Alta levatura si è data anche nella storia del nostro cinema a quelli che una volta venivano definiti “film a episodi”, di cui i registi italiani e in particolar modo i neorealisti hanno saputo elevare un concetto ancora aspro di serializzazione prima ancora dell’avvento delle tanto care piattaforme di streaming odierne. The Ballad of Buster Scruggs risulta quindi essere, per gli intenti di Netflix, distributore della pellicola, e per i fratelli Coen, che con gli stereotipi e archetipi del cinema hanno fatto il bello e il bruttissimo tempo, un’occasione ghiotta e una buona opportunità di monetizzazione unendo i loro marchi di fabbrica.

Non sono un esperto di cinema, non ho mai avuto intenzione di esserlo. Eppure considero il cinema una delle arti in cui anche il più misero stronzo – come il sottoscritto – può trovare cinque minuti di tempo da sprecare per dire se un film gli sia piaciuto o meno. Il cinema consiste anzitutto nel creare un rapporto empatico con l’osservatore: non si tratta di raggiungere la catarsi o di sperimentare tentativi di mimesis tanto cari alla tragedia, né di trasmettere messaggi politici o sociali. (Attenzione: sono comunque importanti nelle intenzioni di chi dirige e ogni pellicola ha un obiettivo diverso) Fare cinema significa essenzialmente, alla radice del discorso, dare emozioni: terrorizzare i propri spettatori con le riprese di un treno in corsa, disgustare per mezzo di un occhio di bue bollito tagliato da un rasoio, far scaldare il cuore con (tante, forse troppe, ma mai abbastanza) scene d’amore e baci appassionati… La verità è sempre è solo una: se la ripresa del momento suscita un sentimento genuino in noi allora quello – a mio parere – è un buon film senza mezzi termini.

Così la pensano, spero!, i fratelli Coen piazzando come primo episodio di questo spezzatino di film l’episodio che dà il nome a tutta la pellicola: non si può fare a meno di canticchiare i motivetti country dell’Usignolo vestito di bianco e dedito alla violenza più inaudita, come da canone del Selvaggio West, ricordandoci che se in Paradiso non ci sono saloon dove poter giocare a poker in santa pace che senso ha avuto vivere di tanta spregiudicatezza? O come non poter sorridere alle disgrazie del cowboy interpretato da James Franco in Near Algodones riservandoci qualche attimo di ilarità tra un’impiccagione e l’altra? Potremmo considerarci dei bravi cristiani provando compassione di fronte all’Ozymandias di Shelley recitato dal povero storpio Harrison e nutrendo un odio profondo per l’infame impresario dedito a prostitute e affari di bassa lega reso da Liam Neeson?

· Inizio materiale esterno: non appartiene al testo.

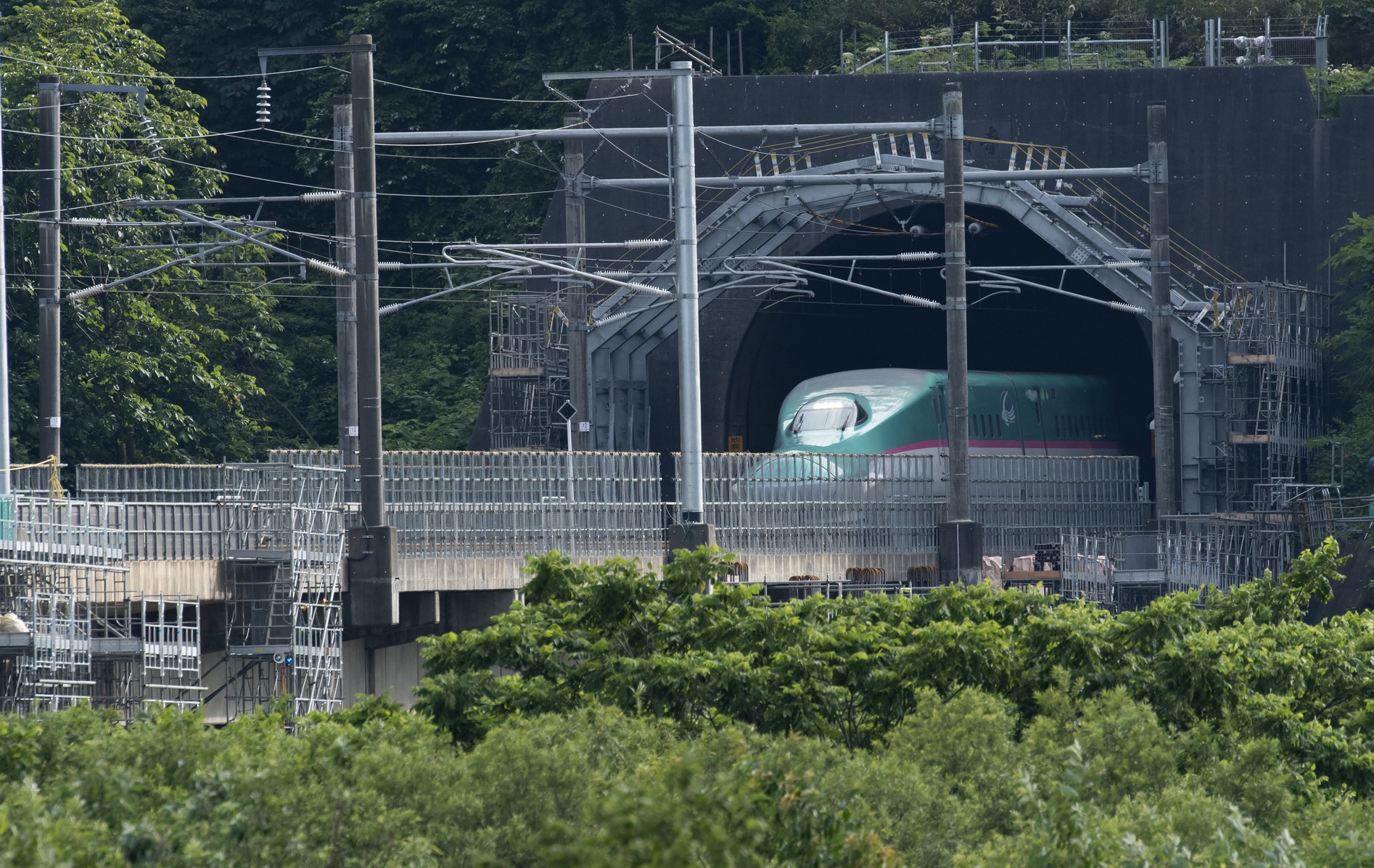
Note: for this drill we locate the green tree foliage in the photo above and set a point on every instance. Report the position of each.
(851, 671)
(1355, 348)
(670, 720)
(962, 780)
(160, 368)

L’intento di ribaltare i canoni del genere non è una sorpresa, guardando un film dei Fratelli Coen: siamo ormai abituati ai loro divertissement più o meno riusciti lungo la loro decennale carriera. Ma non è questo il punto. Potrei tediarvi ancora dicendo come All Gold Canyon sia una meravigliosa metafora del tramonto della vita dell’uomo, che rifugge civiltà e anche l’agognato riposo della vecchiaia per il più concreto e soddisfancente oro, di come The Gal Who Got Rattled (ahimé!) non mi ha lasciato nulla se non un senso di fastidio non indifferente di fronte la stupidità della protagonista e del riuscitissimo gioco di mistero intorno a tutto The Mortal Remains come passaggio “oltre lo Stige” dei cinque passeggeri della carovana verso Fort Morgan.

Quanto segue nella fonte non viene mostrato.